What do you do?

You’ve probably been asked this question a million times. By your clients, at the gym, by your cab driver and even at bars & restaurants. But what answer do you give them?

Do you just give them your job title? Do you try and describe your job role?

Is your answer consistent every single time? Or do you tailor each answer according to the person who asks you?

At KPI, we believe when you get asked the question “What do you do?”, your pitch is the ONLY answer.

Pitching is your ability to clearly communicate your message in a way that enrols and influences people towards your ideas. It’s a vitally important strength for any leader or entrepreneur. If you have something of great value to offer but no one can understand it, you’re stuck.

When you know the foundations of your pitch, life and business gets easier. With strong foundations in place, you can easily give a talk, write a brochure, create a new product, author a book, record a video or do a deal.

The most important next step is using these foundations in a logical order to share your ideas with others in a way that allows them to follow your vision. Let’s look at the steps to structuring a game changing pitch.

Be clear and credible.

Your pitch must be clear to your audience. They need to understand who you are and why you are worth listening to. You might state something that reinforces yourself or you might be introduced by a respected friend. If the person doesn’t think you’re credible in the first few seconds, then you’ve already lost their interest.

Articulate the problem.

People don’t buy anything unless it solves a problem. They might not describe it that way; they might say they have a need, a want or a desire. The deeper truth is they only buy things that fix an unmet need.

There is no value in coming up with an idea that doesn’t solve a problem in a better way than is currently available. There’s no point pitching an idea unless you understand what the problem is that you’re able to resolve.

The impact of the problem.

You need to get across that the problem impacts more areas of life than one might first think. You need to project forward into the future and stipulate what can arise if this problem isn’t dealt with. For your pitch to have real power and value for others, they need to see your idea is inspired by a genuine insight.

Problems can be backed up with any insights you have, such as, a customer insight – you might have experienced terrible service as a customer and you go about solving this problem.

A technology insight – you’ve spotted a way to use or create technology that solves a real problem or offers a brand new benefit to people. An industry insight – you know your niche so well that you’ve been able to figure out how things should be done better, faster, cheaper and more consistently.

Give the solution to the problem and back it up.

Suggest that you have a way of solving this problem and share your ideas freely. Educate people on the key insight you have for making sure this problem is solved properly.

For example, a dentist would talk about creating the perfect smile, removing people from pain or extending the life of youthful, clean teeth. I recommend you have three core benefits that others will experience as a result of working with you.
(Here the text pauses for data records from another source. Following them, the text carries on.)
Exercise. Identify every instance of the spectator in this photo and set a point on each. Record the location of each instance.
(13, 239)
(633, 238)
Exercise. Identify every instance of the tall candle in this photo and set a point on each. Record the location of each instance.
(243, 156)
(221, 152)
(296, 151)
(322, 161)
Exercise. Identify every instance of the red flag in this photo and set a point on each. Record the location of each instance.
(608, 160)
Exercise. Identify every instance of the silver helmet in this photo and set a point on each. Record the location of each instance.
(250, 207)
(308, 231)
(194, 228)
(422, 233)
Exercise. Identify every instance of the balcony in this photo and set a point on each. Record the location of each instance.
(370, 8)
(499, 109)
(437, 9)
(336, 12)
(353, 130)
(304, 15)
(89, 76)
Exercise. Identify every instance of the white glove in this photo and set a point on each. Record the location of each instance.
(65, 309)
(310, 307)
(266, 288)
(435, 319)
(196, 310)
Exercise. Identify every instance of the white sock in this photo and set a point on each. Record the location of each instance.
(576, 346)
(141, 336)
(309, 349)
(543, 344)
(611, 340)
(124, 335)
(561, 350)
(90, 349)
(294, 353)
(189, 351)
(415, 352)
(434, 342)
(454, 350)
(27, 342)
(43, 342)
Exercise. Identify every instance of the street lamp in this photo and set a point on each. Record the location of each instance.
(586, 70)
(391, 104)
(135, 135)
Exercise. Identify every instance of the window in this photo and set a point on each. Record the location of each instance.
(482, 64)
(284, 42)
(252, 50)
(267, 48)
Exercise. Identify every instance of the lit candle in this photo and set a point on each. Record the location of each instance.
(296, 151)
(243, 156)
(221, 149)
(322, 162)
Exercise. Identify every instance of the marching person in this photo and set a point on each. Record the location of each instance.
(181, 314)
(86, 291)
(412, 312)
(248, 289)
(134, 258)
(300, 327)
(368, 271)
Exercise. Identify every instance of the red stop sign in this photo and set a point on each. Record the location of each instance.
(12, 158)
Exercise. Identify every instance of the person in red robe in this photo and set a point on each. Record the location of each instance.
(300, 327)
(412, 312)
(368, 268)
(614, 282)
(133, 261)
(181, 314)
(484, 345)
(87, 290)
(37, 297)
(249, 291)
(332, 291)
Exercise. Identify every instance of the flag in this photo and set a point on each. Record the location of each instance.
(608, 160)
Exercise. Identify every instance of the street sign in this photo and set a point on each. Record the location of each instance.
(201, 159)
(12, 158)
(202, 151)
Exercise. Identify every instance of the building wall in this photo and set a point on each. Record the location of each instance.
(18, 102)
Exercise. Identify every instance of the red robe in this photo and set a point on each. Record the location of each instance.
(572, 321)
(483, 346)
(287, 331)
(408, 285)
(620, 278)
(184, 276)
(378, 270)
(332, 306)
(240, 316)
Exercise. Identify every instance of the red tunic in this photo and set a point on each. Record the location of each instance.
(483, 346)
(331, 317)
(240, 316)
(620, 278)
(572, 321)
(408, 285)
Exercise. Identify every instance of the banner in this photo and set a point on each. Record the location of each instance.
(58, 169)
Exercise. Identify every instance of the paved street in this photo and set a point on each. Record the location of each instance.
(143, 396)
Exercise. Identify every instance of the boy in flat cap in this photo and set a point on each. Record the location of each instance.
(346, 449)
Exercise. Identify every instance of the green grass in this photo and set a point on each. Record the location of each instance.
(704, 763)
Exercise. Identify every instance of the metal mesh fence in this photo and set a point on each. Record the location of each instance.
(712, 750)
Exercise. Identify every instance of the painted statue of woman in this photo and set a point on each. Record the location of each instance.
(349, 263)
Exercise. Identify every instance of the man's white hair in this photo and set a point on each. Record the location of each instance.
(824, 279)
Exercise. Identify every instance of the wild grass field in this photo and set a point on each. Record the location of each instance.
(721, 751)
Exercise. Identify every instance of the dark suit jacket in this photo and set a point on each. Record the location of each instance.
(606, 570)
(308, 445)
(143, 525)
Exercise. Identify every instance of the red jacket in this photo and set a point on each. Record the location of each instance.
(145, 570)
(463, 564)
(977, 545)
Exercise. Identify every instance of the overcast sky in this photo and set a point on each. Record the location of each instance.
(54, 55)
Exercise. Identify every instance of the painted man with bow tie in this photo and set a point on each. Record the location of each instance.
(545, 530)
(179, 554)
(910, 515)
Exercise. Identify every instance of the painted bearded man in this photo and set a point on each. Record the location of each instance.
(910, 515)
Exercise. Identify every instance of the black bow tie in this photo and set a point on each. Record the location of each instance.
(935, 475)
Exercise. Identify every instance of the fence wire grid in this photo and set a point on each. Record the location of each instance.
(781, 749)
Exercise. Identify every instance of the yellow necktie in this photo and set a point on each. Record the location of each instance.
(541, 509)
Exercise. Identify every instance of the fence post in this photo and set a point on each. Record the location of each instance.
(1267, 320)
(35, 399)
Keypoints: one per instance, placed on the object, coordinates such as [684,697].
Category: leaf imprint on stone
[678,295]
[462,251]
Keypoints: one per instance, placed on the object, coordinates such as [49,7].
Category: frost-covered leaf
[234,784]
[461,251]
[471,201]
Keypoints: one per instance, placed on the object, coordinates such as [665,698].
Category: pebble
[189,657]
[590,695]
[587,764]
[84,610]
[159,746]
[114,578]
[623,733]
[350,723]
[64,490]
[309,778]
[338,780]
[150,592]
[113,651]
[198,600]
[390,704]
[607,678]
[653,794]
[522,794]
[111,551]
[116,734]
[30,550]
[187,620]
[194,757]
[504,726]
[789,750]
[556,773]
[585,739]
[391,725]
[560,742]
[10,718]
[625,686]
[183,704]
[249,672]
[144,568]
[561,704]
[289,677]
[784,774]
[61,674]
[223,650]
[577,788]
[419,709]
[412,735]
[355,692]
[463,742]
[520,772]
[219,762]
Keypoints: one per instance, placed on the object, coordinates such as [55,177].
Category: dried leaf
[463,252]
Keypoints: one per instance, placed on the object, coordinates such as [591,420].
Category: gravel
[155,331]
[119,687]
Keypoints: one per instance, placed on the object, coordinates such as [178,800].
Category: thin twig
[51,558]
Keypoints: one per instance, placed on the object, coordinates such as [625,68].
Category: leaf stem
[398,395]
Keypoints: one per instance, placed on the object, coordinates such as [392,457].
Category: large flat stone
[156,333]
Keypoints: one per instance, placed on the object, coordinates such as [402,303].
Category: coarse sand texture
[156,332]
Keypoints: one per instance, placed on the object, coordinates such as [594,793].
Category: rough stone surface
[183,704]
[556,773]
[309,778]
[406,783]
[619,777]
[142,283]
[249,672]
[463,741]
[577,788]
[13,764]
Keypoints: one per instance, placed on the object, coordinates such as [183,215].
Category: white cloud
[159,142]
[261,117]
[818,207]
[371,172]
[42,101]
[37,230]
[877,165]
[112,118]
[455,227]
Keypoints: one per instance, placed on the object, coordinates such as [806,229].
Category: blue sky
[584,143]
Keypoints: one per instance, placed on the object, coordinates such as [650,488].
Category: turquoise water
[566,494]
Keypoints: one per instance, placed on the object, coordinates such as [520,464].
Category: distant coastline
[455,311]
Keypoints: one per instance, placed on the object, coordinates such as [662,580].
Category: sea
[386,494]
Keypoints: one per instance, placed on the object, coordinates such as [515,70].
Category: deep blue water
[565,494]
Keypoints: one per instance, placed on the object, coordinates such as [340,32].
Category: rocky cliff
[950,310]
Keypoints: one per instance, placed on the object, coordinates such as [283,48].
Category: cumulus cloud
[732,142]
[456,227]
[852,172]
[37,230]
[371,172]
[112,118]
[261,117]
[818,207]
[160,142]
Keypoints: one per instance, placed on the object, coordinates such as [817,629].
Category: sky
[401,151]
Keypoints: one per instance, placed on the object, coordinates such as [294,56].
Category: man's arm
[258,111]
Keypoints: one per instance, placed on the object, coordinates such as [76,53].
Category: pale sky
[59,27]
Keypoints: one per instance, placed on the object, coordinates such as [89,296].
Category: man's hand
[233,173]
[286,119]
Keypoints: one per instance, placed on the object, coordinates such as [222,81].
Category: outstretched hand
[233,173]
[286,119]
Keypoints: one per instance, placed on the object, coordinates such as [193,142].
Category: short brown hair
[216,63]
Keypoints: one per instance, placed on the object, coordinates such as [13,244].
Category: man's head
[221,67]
You need to also back this solution up with some proof that it’s a good idea. You can maybe have a highly respected person vouch for you or provide some statistics on a case that adds weight to what you’re saying.

Ask for what you want. (And don’t be shy).

Finally, be specific, be bold and be clear about what you want and why. Once people know why you want to do something and what it will do for others, they will start to follow your vision.

Leave people uplifted.

Never finish a pitch on a flat note. You want to finish with a story, an idea or a vision for the future that gets people excited. People don’t often remember everything you said but they will surely remember the way you left them feeling.

Use this structure to write out a pitch and rehearse it. It might seem a little too structured at first; however, with practice you will develop so much clarity in your own mind that you will be able to talk about your idea naturally and still hit these bases in the right order.

If your pitch sounds too rehearsed, you haven’t rehearsed it enough.